Buttermilk Fried Chicken
This chicken recipe is a Southern comfort food passed around my family for generations. I still fry it in my grandmother’s cast iron skillet, which is over 60 years old. While you can use any skillet you want, nothing fries Southern Fried Chicken better than a good, heavy cast iron skillet.
Equipment
- 1 10-inch cast iron skillet This is not required, but it makes a better end product.
Ingredients
- 1 whole Fryer chicken Cut into eight pieces.
- 2-4 cups Buttermilk Enough to completely cover entire chicken.
- 2 1/2 cups All purpose flour
- 1 tsp Baking powder
- 1 tsp Salt
- 1 tsp Ground black pepper
- 1 tsp Garlic powder
- 1 tsp Onion powder
- 1 tsp Paprika
- 1/4 -1/2 tsp Ground cayene pepper Optional but it adds extra flavor
- 2 cups Vegetable oil for frying I prefer using a mixture of lard and Crisco, 1/2 pound each.
Instructions
- Place chicken pieces in a large bowl and add buttermilk, ensuring the chicken is completely covered. Cover the bowl with a lid or plastic wrap and refrigerate it for 8-12 hours or overnight. If preferred, you can marinate chicken in a gallon-size freezer bag. After marinating, remove the chicken from the refrigerator and let it sit for 30 minutes.
- Place oil or fats in a large skillet and heat over medium-high to 365° F.

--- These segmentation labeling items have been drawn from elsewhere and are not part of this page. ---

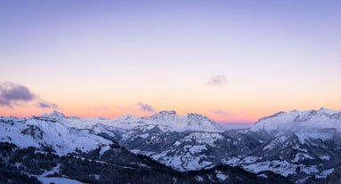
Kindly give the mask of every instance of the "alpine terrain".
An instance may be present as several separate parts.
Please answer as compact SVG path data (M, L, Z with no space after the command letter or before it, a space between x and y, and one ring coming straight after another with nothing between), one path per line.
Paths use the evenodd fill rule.
M337 183L341 111L279 112L229 131L175 111L53 111L0 117L0 183Z

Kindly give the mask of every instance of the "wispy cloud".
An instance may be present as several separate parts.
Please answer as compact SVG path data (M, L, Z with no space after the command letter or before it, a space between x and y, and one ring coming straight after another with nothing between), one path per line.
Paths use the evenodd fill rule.
M40 108L53 108L53 109L58 109L58 106L55 103L50 103L47 101L39 101L36 103L36 107Z
M0 106L12 108L18 101L32 101L37 96L26 86L13 83L0 84Z
M211 86L226 85L227 78L225 77L224 75L213 76L209 78L207 84Z
M40 108L58 108L57 104L40 99L28 87L14 83L0 83L0 106L13 108L22 102L36 102Z
M215 115L220 115L220 116L227 116L228 115L228 112L222 110L222 109L219 109L219 108L212 110L212 113L215 114Z
M147 111L147 112L151 112L151 113L155 112L155 109L151 106L150 106L146 103L139 102L139 103L137 103L137 106L140 108L140 110L142 110L142 111Z
M104 110L110 110L110 108L107 106L97 106L97 107L93 107L93 109L96 111L104 111Z

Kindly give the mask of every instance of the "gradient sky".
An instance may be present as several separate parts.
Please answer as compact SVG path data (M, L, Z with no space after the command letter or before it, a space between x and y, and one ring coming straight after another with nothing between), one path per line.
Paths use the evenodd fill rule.
M340 109L340 33L339 0L2 0L0 115Z

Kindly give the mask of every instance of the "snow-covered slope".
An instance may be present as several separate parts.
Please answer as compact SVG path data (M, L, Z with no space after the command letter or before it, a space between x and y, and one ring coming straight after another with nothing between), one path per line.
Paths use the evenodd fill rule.
M325 176L341 163L341 111L280 112L250 128L222 130L207 116L175 111L116 119L65 116L56 111L29 119L0 118L1 141L53 146L62 155L98 147L105 151L115 140L179 171L223 163L256 173L272 171L302 183Z
M160 111L151 116L134 116L125 115L116 119L106 119L102 117L78 118L63 117L61 113L53 111L50 115L42 116L58 119L62 124L77 128L88 128L97 124L105 124L111 128L132 130L132 129L152 129L158 127L162 132L223 132L223 128L207 116L199 114L185 114L179 116L175 111Z
M0 118L0 140L12 142L20 148L41 146L53 147L58 154L65 155L76 149L88 151L103 147L109 148L112 141L44 117L20 119Z
M328 128L334 128L341 132L341 111L322 108L319 110L279 112L260 119L250 130L285 133Z

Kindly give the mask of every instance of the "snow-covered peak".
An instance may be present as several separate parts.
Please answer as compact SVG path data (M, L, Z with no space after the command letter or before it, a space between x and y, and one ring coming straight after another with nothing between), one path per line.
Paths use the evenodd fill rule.
M66 117L64 114L62 114L61 112L58 112L56 110L52 111L50 114L44 114L42 115L42 116L56 118L56 119Z
M174 120L178 117L178 115L175 110L170 111L160 111L150 116L151 119L158 120Z
M279 112L259 119L250 130L286 132L326 128L341 131L341 111L322 108L319 110Z

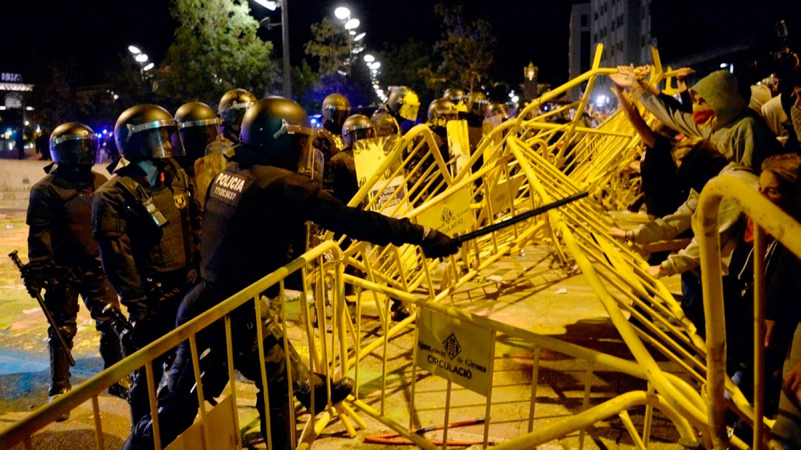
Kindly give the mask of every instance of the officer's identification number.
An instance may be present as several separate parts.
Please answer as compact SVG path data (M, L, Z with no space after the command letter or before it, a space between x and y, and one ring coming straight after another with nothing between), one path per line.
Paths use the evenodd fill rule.
M211 196L231 206L237 206L242 199L242 194L253 183L249 178L222 172L214 179L211 185Z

- In a large bowl, whisk together until well combined flour, baking powder, salt, pepper, garlic powder, onion powder, paprika, and cayenne pepper.
- Preheat oven to 350° F.
- Drain chicken. Working with one piece of chicken at a time, shake off excess buttermilk, but make sure there is still a thin coating. Dredge in flour mixture, pressing the flour mix to adhere to chicken. Place chicken in hot oil, 3-4 pieces at a time. Cook for 5-7 minutes, watching carefully to keep from browning too much. Turn chicken over, cover pan with lid, and cook for another 3-5 minutes.
- Remove chicken from oil and, place in a single layer on a baking sheet, and fry remaining pieces. Once all of the chicken is done, place in a preheated oven and bake for 15 minutes. This finishes cooking the chicken through.